Assemblée populaire nationale chinoise : Pour Pékin, la croissance économique n’est qu’un chiffre

Lors de l’Assemblée populaire nationale, la Chine a fixé un objectif de croissance historiquement bas. Ce qui semble mauvais, c’est un stratagème de la part de la direction du parti.

Dès que le Premier ministre chinois ouvre l’Assemblée populaire nationale avec son rapport de travail d’une heure, la presse internationale se jette sur un chiffre clé : l’objectif de croissance. Entre « 4,5 et 5 pour cent », ce chiffre est inférieur à ce qu’il est depuis le début des années 1990. L’idée de la direction du parti correspond donc aux prévisions du Fonds monétaire international, qui table sur une croissance économique de 4,5 pour cent.

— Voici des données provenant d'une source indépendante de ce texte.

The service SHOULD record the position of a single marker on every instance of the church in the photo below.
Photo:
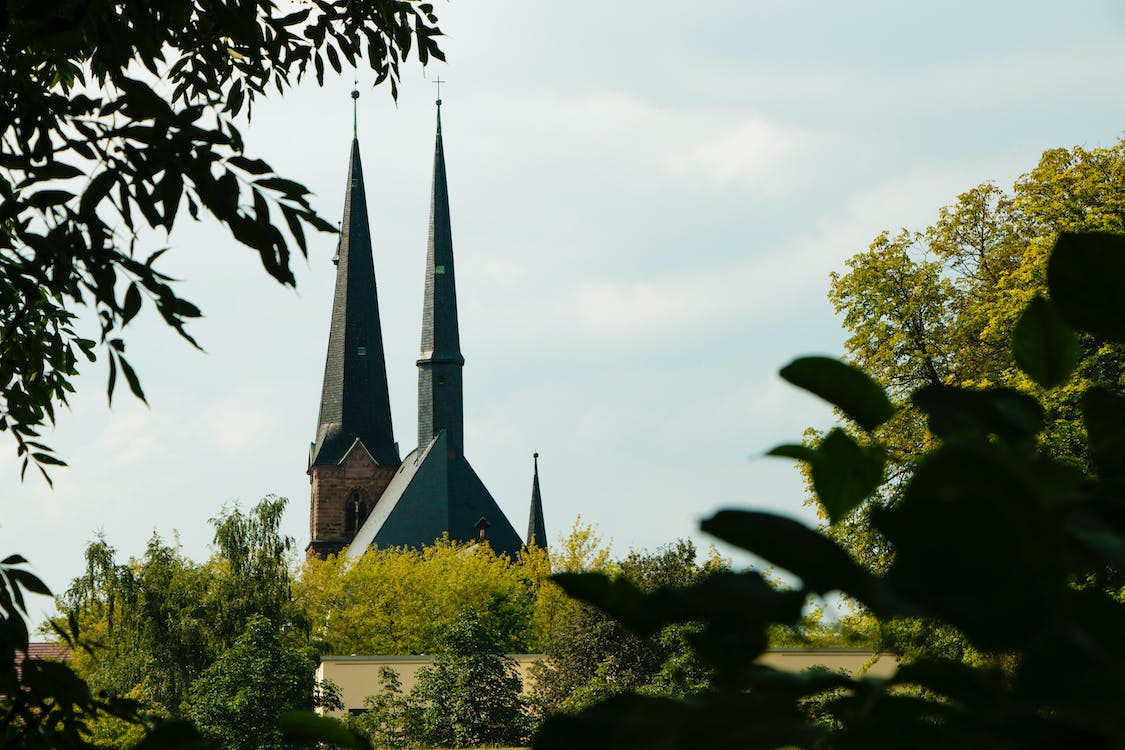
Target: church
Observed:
(362, 493)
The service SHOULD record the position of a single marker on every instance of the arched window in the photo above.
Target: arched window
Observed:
(354, 513)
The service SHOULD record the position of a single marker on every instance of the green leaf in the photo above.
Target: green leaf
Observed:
(48, 198)
(1001, 412)
(131, 377)
(845, 473)
(1104, 414)
(132, 305)
(1085, 278)
(978, 540)
(29, 581)
(817, 560)
(794, 451)
(288, 187)
(1043, 345)
(844, 386)
(251, 165)
(615, 596)
(306, 728)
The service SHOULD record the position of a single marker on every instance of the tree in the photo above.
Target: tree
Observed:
(117, 114)
(161, 621)
(401, 599)
(237, 699)
(470, 696)
(939, 306)
(390, 719)
(996, 538)
(590, 656)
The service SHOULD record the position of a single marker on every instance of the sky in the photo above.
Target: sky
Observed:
(647, 202)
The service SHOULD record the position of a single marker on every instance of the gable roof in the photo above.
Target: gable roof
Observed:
(431, 495)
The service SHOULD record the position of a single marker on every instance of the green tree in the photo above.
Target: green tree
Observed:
(401, 599)
(161, 621)
(939, 306)
(118, 114)
(470, 696)
(591, 656)
(235, 703)
(996, 538)
(392, 719)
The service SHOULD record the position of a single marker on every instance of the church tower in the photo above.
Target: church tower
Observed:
(537, 529)
(441, 404)
(354, 454)
(437, 491)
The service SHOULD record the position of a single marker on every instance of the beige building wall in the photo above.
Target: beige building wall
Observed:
(358, 677)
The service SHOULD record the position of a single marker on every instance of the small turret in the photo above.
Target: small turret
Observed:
(537, 530)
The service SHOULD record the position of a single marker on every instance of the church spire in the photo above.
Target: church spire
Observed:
(537, 530)
(440, 362)
(354, 400)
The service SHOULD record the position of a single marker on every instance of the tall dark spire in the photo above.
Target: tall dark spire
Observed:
(354, 401)
(537, 530)
(440, 362)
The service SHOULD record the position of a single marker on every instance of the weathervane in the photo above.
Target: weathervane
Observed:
(354, 107)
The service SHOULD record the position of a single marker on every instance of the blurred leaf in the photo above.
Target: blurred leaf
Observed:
(844, 386)
(1001, 412)
(845, 473)
(1085, 278)
(974, 545)
(1104, 414)
(306, 728)
(818, 561)
(1043, 345)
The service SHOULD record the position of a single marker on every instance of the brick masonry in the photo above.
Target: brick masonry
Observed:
(331, 487)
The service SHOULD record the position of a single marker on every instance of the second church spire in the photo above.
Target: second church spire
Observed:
(440, 362)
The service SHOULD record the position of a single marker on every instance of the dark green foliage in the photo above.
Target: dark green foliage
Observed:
(392, 720)
(997, 544)
(44, 704)
(1085, 274)
(844, 386)
(237, 699)
(162, 620)
(591, 656)
(115, 116)
(470, 696)
(1043, 345)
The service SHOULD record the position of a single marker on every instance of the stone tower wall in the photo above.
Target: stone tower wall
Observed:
(331, 487)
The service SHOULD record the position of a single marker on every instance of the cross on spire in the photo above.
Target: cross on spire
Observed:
(354, 107)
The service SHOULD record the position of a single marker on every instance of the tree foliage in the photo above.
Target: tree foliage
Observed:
(938, 307)
(161, 621)
(996, 538)
(237, 699)
(118, 114)
(401, 599)
(470, 696)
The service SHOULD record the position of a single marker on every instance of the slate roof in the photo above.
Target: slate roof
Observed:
(440, 337)
(41, 650)
(354, 401)
(537, 530)
(440, 359)
(434, 493)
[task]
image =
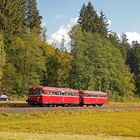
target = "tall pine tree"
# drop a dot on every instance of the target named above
(33, 19)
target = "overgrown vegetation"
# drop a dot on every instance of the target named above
(97, 60)
(117, 123)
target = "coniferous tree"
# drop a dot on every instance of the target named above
(11, 17)
(124, 46)
(2, 59)
(95, 66)
(33, 19)
(88, 18)
(134, 62)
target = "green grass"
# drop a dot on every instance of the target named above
(4, 104)
(36, 136)
(116, 123)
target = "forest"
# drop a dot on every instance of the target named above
(97, 59)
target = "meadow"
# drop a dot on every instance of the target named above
(69, 125)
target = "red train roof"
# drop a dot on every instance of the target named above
(93, 92)
(54, 88)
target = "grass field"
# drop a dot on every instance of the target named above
(71, 125)
(4, 104)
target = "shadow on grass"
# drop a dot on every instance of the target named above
(13, 104)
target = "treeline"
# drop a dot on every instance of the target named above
(98, 59)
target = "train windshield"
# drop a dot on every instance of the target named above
(36, 92)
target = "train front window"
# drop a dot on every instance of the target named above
(39, 91)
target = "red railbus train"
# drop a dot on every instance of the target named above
(50, 96)
(93, 97)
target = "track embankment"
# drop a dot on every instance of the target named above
(17, 107)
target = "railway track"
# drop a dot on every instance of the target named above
(54, 109)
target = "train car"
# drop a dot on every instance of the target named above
(50, 96)
(93, 98)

Ce qui ressemble à un mauvais message est en réalité le contraire. Les chiffres de croissance sont un indicateur politique fiable dans la République populaire communiste. Qu’il faille embellir les statistiques par les cadres du parti ou investir dans des projets d’infrastructures aux retombées économiques limitées, l’essentiel est que le plan soit réalisé.

Le fait que Pékin réduise désormais quelque peu le chiffre de la croissance donne à la direction du parti la possibilité de se concentrer davantage sur la qualité que sur la quantité – et éventuellement d’initier des réformes structurelles qui n’auront d’impact qu’à moyen terme. Dans son rapport de travail, le Premier ministre Li Qiang a reconnu un déséquilibre « aigu » entre une offre forte et une demande faible dans le pays.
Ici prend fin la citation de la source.